Much of the growth in competitive politics in recent years has been shepherded and fueled by Abrams, the former state House minority leader who is a prolific fundraiser, organizer and national media figure despite losing her two most recent elections.
Abrams’ argument that Georgia’s fiscally conservative state government should pivot to invest more in things like expanding Medicaid and undo restrictions on abortion and voting access targeted both the Democratic base and lower-propensity voters and helped set the once-red state on a path to purple.
In 2018, after losing the Georgia governor's race by roughly 55,000 votes, Abrams said that the state's voter laws kept voters from casting their ballots and, in a fiery pseudo-concession speech, acknowledged she would not be governor but in the aftermath regularly claimed the election was “stolen” and not “free or fair.”
Abrams rose to national prominence delivering the rebuttal to Trump’s State of the Union address in 2019, launched voting rights group Fair Fight and census-focused Fair Count, and was the subject of countless television segments, interviews and profiles chronicling her fight in Georgia and stance as a compelling Democratic campaigner.
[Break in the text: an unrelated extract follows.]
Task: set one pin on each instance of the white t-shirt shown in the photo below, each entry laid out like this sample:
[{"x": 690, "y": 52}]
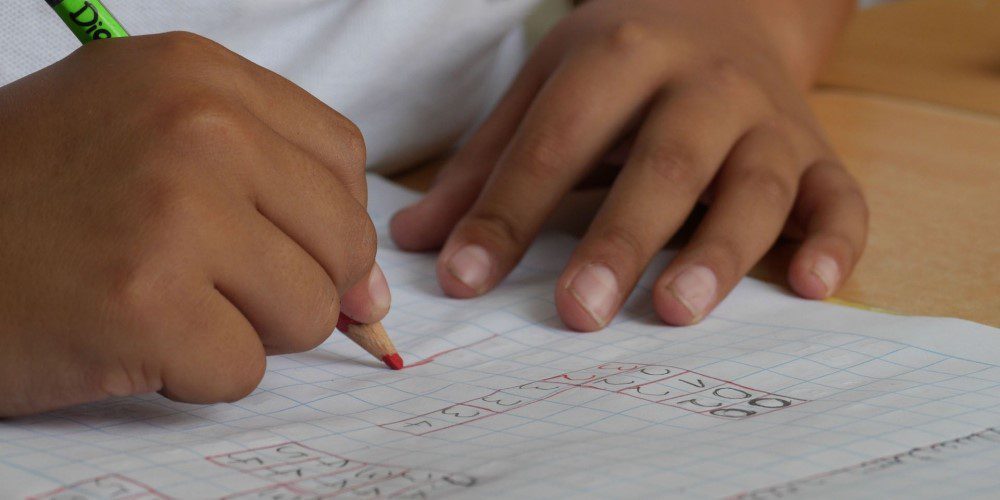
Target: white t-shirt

But after Trump’s refusal to acknowledge defeat in the 2020 presidential election, the Jan. 6, 2021 insurrection attempt at the U.S. Capitol and an Obama-appointed judge ruling against a massive voting rights lawsuit filed by the Abrams-aligned Fair Fight, the Democrats’ claims about the 2018 governor’s race were remembered in a different light by a state weary of election denial.
Her economic message that Georgia wasn’t doing enough for its residents was frequently stymied by Kemp’s election-year announcements of pay raises and tax cuts and record-setting economic development, and Kemp’s refusal to overturn the election for Trump neutered attacks that he was too extreme for the state, even as abortion rights became a salient issue following the Supreme Court’s gutting of the Roe v. Wade precedent.
Now, some of the party’s top leaders and figures like former state Sen. Jen Jordan and state Rep. Bee Nguyen are out of the political arena at a time when the state is under at least four more years of Republican political control.
Redistricting in 2021 led to incremental gains in the state House and Senate, but the lack of many competitive seats likely maintains GOP dominance through much of the decade, while federally Georgia will have two Democratic U.S. senators until Ossoff is up for reelection in 2026.
The state’s competitiveness is further amplified by the Democratic National Committee’s proposal to move Georgia earlier in the presidential primary calendar for 2024 and Atlanta being one of the finalists to host the party’s convention.
With some uncertainty around who will run and become the presidential nominee for either party, the midterm results and the resulting next two years in Georgia politics will be crucial not just for residents of the state but for the rest of the country.